不機嫌な一言を残した翔が部屋を出ると、ほどなくして扉がパタンと閉じる。直前に見た真剣な視線に射貫かれたように、美果の心臓がまたうるさく騒ぎ始めた。
(仕事は、頑張る。恩返しするって決めたもの)
誰にどんな風に心をかき乱されても、仕事だけはちゃんと頑張ると決めている。だから美果は時間までに決められた家事を完璧にこなすし、ミスはしないよう気を付けている。
けれど料理や掃除や洗濯はちゃんとできても、毎朝翔を起こす瞬間と出勤する姿を見送るこの時間だけは、どうにも上手くできている気がしない。翔の鋭い観察眼で梨果に会ってまたお金を貸してしまったことを見抜かれたらと思うと、まともに目を合わせることも出来ない。
(普通にしよう、って思ってるのに……)
廊下の壁にもたれかかって、はぁ、と深いため息を吐く。
翔に対する気持ちは変わらないはずなのに、梨果という存在に感じる不安が強すぎて、どう接すればいいのかわからなくなっている。何もかもが不安定で、自分の言葉と感情と行動のすべてが矛盾している気がする。

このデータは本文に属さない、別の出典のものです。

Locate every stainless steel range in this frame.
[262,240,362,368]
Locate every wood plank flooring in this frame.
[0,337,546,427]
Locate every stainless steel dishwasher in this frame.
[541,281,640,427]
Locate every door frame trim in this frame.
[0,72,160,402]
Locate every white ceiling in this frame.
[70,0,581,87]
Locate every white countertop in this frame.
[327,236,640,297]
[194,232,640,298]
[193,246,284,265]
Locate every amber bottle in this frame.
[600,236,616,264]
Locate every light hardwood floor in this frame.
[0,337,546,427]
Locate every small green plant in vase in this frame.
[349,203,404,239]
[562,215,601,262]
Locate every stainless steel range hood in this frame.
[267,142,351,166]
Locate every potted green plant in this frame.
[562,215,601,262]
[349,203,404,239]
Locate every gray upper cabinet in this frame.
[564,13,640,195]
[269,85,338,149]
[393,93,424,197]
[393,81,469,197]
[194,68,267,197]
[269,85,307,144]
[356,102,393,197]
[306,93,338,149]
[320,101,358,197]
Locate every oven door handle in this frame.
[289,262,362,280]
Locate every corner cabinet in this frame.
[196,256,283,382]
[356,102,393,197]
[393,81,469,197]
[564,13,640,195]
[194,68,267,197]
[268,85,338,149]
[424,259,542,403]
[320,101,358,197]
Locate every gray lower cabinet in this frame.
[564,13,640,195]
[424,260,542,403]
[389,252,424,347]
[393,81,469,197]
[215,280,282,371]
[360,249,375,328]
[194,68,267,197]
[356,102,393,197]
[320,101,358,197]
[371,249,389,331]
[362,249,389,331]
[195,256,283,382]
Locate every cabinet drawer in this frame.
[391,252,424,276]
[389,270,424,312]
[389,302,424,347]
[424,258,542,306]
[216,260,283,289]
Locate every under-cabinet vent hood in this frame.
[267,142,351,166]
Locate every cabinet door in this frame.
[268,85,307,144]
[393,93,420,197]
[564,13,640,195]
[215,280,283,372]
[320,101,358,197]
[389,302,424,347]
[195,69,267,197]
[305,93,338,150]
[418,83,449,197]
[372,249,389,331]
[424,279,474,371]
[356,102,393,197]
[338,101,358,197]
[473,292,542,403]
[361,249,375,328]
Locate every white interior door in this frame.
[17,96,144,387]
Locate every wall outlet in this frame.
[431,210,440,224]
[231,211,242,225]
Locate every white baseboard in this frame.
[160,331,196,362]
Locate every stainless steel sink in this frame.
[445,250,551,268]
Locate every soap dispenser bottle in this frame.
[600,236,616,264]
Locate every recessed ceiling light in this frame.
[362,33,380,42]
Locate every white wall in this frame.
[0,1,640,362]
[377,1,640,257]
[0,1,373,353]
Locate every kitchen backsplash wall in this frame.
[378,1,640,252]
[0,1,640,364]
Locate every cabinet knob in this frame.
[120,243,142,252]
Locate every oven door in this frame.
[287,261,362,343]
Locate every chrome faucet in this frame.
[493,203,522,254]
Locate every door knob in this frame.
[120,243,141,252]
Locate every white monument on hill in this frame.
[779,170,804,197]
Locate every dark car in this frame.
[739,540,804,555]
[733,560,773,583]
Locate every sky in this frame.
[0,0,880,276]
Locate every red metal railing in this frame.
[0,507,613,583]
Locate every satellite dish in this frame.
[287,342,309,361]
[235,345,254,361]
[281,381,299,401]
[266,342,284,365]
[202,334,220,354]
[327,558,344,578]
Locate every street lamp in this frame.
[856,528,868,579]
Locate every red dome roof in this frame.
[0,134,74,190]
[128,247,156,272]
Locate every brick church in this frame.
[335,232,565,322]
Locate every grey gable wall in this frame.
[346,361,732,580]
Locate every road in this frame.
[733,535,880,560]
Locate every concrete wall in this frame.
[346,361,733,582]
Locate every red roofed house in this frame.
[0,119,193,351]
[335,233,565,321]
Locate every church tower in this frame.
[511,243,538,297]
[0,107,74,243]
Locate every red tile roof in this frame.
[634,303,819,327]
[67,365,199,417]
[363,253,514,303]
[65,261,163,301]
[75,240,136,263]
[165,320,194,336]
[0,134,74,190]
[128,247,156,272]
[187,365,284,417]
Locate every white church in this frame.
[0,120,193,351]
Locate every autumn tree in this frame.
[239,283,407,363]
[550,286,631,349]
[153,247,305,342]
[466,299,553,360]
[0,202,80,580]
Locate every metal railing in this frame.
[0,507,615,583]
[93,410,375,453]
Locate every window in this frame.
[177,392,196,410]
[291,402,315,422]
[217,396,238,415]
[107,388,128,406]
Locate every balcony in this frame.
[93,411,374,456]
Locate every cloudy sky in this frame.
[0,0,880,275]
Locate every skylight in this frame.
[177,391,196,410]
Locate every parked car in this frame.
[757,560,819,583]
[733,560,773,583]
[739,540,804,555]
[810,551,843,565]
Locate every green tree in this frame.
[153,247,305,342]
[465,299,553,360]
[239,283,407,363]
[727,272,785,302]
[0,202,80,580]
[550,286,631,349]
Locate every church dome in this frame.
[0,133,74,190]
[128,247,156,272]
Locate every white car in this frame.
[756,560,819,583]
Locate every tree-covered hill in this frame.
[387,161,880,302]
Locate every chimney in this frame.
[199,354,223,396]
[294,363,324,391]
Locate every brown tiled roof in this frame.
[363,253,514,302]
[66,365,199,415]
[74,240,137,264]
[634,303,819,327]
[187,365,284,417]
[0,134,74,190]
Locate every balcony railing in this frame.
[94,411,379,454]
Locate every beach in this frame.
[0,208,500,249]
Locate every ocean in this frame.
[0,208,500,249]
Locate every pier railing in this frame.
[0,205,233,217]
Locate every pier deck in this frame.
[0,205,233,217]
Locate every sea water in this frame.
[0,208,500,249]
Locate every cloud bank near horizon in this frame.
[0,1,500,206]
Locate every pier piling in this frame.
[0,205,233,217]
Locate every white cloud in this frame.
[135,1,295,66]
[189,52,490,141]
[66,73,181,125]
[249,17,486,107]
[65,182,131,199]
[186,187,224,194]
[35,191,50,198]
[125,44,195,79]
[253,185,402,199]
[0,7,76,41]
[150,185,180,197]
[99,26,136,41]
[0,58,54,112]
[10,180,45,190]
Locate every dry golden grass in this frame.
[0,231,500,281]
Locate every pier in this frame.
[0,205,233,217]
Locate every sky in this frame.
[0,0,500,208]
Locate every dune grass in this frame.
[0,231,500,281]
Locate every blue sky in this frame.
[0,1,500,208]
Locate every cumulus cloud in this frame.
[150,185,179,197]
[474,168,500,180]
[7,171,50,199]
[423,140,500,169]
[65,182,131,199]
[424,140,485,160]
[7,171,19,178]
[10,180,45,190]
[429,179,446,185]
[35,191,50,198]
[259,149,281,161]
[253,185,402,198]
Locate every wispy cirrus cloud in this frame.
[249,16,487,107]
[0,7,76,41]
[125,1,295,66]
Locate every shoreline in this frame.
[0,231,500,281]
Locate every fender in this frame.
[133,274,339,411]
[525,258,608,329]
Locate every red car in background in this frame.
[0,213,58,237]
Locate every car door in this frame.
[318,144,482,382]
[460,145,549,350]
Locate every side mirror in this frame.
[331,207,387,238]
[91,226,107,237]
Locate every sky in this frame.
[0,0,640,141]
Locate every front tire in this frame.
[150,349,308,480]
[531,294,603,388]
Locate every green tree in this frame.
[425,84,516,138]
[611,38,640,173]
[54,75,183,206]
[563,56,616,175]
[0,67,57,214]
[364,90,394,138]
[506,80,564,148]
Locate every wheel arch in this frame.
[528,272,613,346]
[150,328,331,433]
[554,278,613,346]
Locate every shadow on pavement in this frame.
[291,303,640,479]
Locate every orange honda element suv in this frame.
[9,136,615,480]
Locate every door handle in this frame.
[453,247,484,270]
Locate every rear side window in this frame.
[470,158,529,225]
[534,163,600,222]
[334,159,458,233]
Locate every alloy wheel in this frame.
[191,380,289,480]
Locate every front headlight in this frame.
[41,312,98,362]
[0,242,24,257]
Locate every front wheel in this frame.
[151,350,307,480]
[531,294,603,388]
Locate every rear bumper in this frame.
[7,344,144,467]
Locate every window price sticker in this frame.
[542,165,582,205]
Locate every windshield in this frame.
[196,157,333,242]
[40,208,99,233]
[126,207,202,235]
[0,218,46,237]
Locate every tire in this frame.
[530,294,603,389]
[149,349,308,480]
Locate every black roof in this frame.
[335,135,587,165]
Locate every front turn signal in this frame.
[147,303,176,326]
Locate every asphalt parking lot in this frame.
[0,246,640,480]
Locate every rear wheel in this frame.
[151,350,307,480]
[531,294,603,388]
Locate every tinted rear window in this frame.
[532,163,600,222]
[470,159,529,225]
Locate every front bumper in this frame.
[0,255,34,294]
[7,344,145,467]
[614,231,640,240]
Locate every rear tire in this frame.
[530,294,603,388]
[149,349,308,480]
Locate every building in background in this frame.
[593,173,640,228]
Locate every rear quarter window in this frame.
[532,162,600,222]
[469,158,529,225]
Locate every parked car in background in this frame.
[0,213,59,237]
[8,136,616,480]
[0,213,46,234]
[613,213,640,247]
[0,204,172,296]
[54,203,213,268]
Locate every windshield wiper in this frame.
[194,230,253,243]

(翔さんはきっと、また私のために怒ってくれるんだろうな……)
梨果にまたお金を貸してしまった事実を知っても、翔は美果を責めないと思う。それにもし天ケ瀬百貨店本社に梨果が連絡をしてきても、総務課や秘書課の社員は美果が翔の家政婦でありパートナーであることを把握しているので、適切に対処してくれるはずだ。
もちろん美果も、翔との関係が会社で問題にならないよう、仕事とプライベートの時間はしっかり分けるよう心がけている。次の日がお互いの休みである土曜日以外はこの家に泊まらないことも、自分自身に課している明確なルールだ。